In conclusion, we found long-term beneficial effects of VZV (Zostavax) vaccination on the VZV-specific CMI in the circulation of middle-aged adults with low pre-vaccination CMI. Moreover, age (>60 years) and a high CD4/CD8 T-cell ratio (>3) were found predictive for the presence of low VZV-specific pre-CMI. More studies in independent cohorts are required to substantiate these findings. Our results suggest that in a population with high levels of natural VZV boosting, vaccination against herpes zoster is more beneficial in the early sixties and thereby adds important knowledge for the further development of strategies to prevent the high herpes zoster disease burden in the aging population.

Ethics Statement

Written informed consent was obtained from all participants before the study. All procedures were in accordance with the Declaration of Helsinki. The study was approved by the Medical Research Ethics Committees United (Mec-U) in Nieuwegein, the Netherlands (NTR4636).

Author Contributions

MH, MZ, GB, AB, and A-MB designed the study protocol. MH and LR planned and performed the clinical work and performed the laboratory experiments. MH, LR, MZ, AB, and A-MB analyzed and interpreted the data. MH, LR, MZ, GB, AB, and A-MB wrote and critically revised the manuscript.

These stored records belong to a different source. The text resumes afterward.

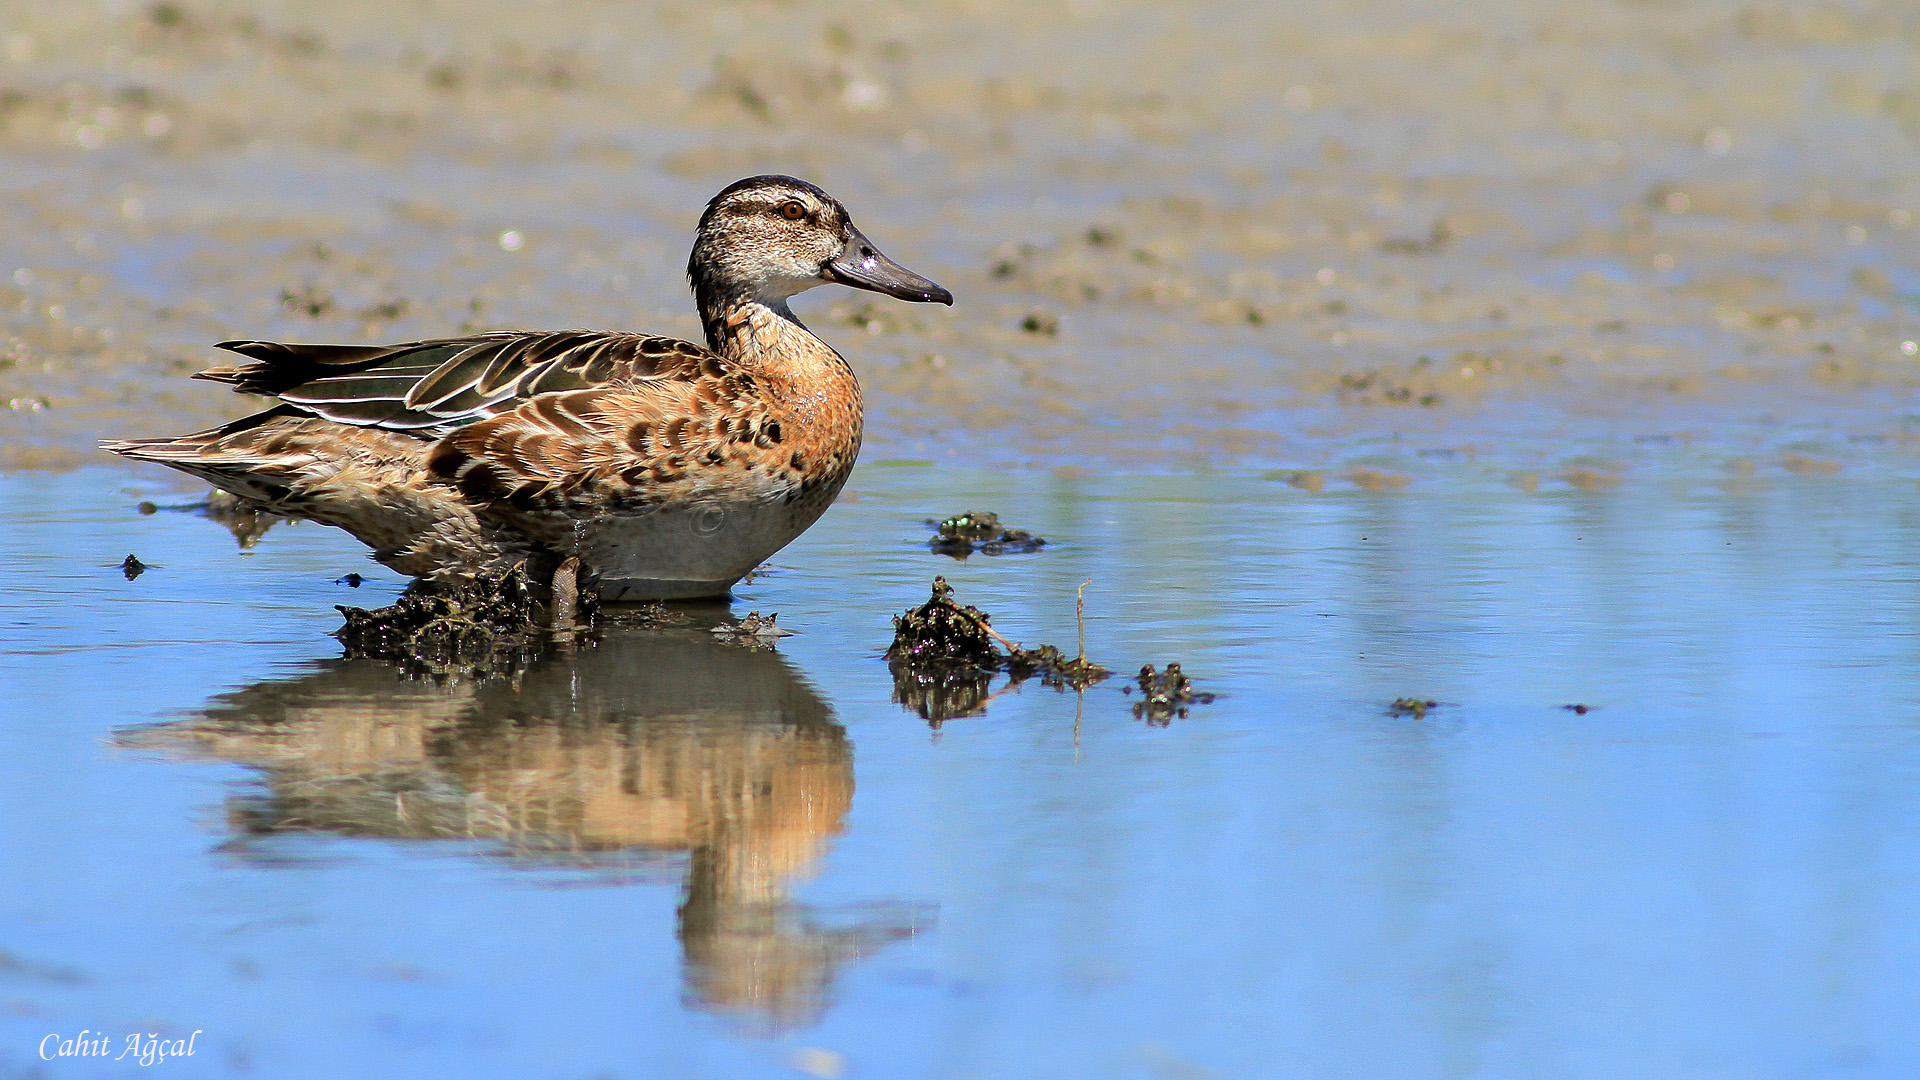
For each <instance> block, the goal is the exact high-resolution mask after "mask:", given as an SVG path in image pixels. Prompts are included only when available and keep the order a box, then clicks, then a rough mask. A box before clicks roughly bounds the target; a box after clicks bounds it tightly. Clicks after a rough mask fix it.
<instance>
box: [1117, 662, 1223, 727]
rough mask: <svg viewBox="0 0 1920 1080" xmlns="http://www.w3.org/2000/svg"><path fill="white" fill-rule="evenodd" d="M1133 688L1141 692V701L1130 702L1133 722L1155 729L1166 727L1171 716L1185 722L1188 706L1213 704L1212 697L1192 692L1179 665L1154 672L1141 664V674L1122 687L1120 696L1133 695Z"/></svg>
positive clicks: (1155, 671)
mask: <svg viewBox="0 0 1920 1080" xmlns="http://www.w3.org/2000/svg"><path fill="white" fill-rule="evenodd" d="M1135 686H1137V688H1139V690H1140V700H1139V701H1135V703H1133V719H1137V721H1146V723H1150V724H1154V726H1162V728H1164V726H1167V724H1169V723H1173V717H1179V719H1183V721H1185V719H1187V707H1188V705H1212V703H1213V694H1208V692H1204V690H1194V684H1192V680H1190V678H1187V675H1185V673H1183V671H1181V665H1177V663H1169V665H1167V669H1165V671H1158V673H1156V671H1154V665H1150V663H1146V665H1140V675H1137V676H1135V680H1133V684H1129V686H1121V688H1119V690H1121V694H1133V690H1135Z"/></svg>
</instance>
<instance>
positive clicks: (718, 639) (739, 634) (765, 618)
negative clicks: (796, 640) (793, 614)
mask: <svg viewBox="0 0 1920 1080" xmlns="http://www.w3.org/2000/svg"><path fill="white" fill-rule="evenodd" d="M774 619H780V611H774V613H772V615H760V613H758V611H749V613H747V617H745V619H741V621H739V623H722V625H718V626H714V628H712V630H710V632H712V636H714V638H718V640H720V644H726V646H741V648H749V650H768V651H772V650H774V646H776V644H778V642H780V638H791V636H793V630H781V628H780V626H778V625H776V623H774Z"/></svg>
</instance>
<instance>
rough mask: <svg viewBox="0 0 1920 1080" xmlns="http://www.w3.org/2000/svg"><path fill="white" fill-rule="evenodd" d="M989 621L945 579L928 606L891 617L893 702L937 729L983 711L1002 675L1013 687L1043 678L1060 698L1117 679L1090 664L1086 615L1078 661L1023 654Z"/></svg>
mask: <svg viewBox="0 0 1920 1080" xmlns="http://www.w3.org/2000/svg"><path fill="white" fill-rule="evenodd" d="M1085 588H1087V586H1085V584H1083V586H1081V590H1083V592H1085ZM991 619H993V617H991V615H987V613H985V611H981V609H979V607H973V605H972V603H970V605H960V603H958V601H956V600H954V588H952V586H950V584H947V578H945V577H937V578H933V596H929V598H927V601H925V603H922V605H920V607H914V609H910V611H906V613H904V615H895V617H893V646H889V648H887V669H889V671H893V700H895V701H899V703H900V705H904V707H906V709H910V711H914V713H918V715H920V719H924V721H927V723H929V724H933V726H939V724H941V723H943V721H950V719H954V717H972V715H975V713H979V711H981V709H985V707H987V700H989V696H987V684H989V682H991V680H993V676H995V675H996V673H1002V671H1004V673H1008V675H1010V676H1012V682H1014V684H1018V682H1025V680H1027V678H1039V680H1041V684H1043V686H1052V688H1058V690H1085V688H1089V686H1092V684H1094V682H1100V680H1102V678H1108V676H1110V675H1114V673H1112V671H1108V669H1104V667H1100V665H1096V663H1092V661H1089V659H1087V632H1085V613H1083V619H1081V653H1079V655H1077V657H1071V659H1069V657H1068V655H1066V653H1062V651H1060V650H1058V648H1054V646H1041V648H1037V650H1023V648H1020V646H1016V644H1014V642H1008V640H1006V638H1002V636H1000V634H998V632H996V630H995V628H993V623H991ZM1000 646H1006V650H1004V651H1002V650H1000Z"/></svg>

Conflict of Interest Statement

MH, LR, GB, and A-MB declare no conflict of interest. MZ reports grants from Erasmus MC, Rotterdam (The Netherlands) during the conduct of the study. AB is a consultant for Grunenthal GmbH (Germany).

Acknowledgments

The authors thank all the participants of the study and the nurses who performed the vaccinations and blood drawings. Moreover, they thank Joris Roggekamp and Sophinus Bartol for the excellent help with the laboratory analysis and Wilco de Jager for sharing his laboratory expertise. Finally, they thank Cecile van Els for critical reviewing of the manuscript.

Footnotes

Funding. This work was supported by the Strategic Research Program of Dutch Ministry of Public Health and an Erasmus MC Fellowship (to MZ).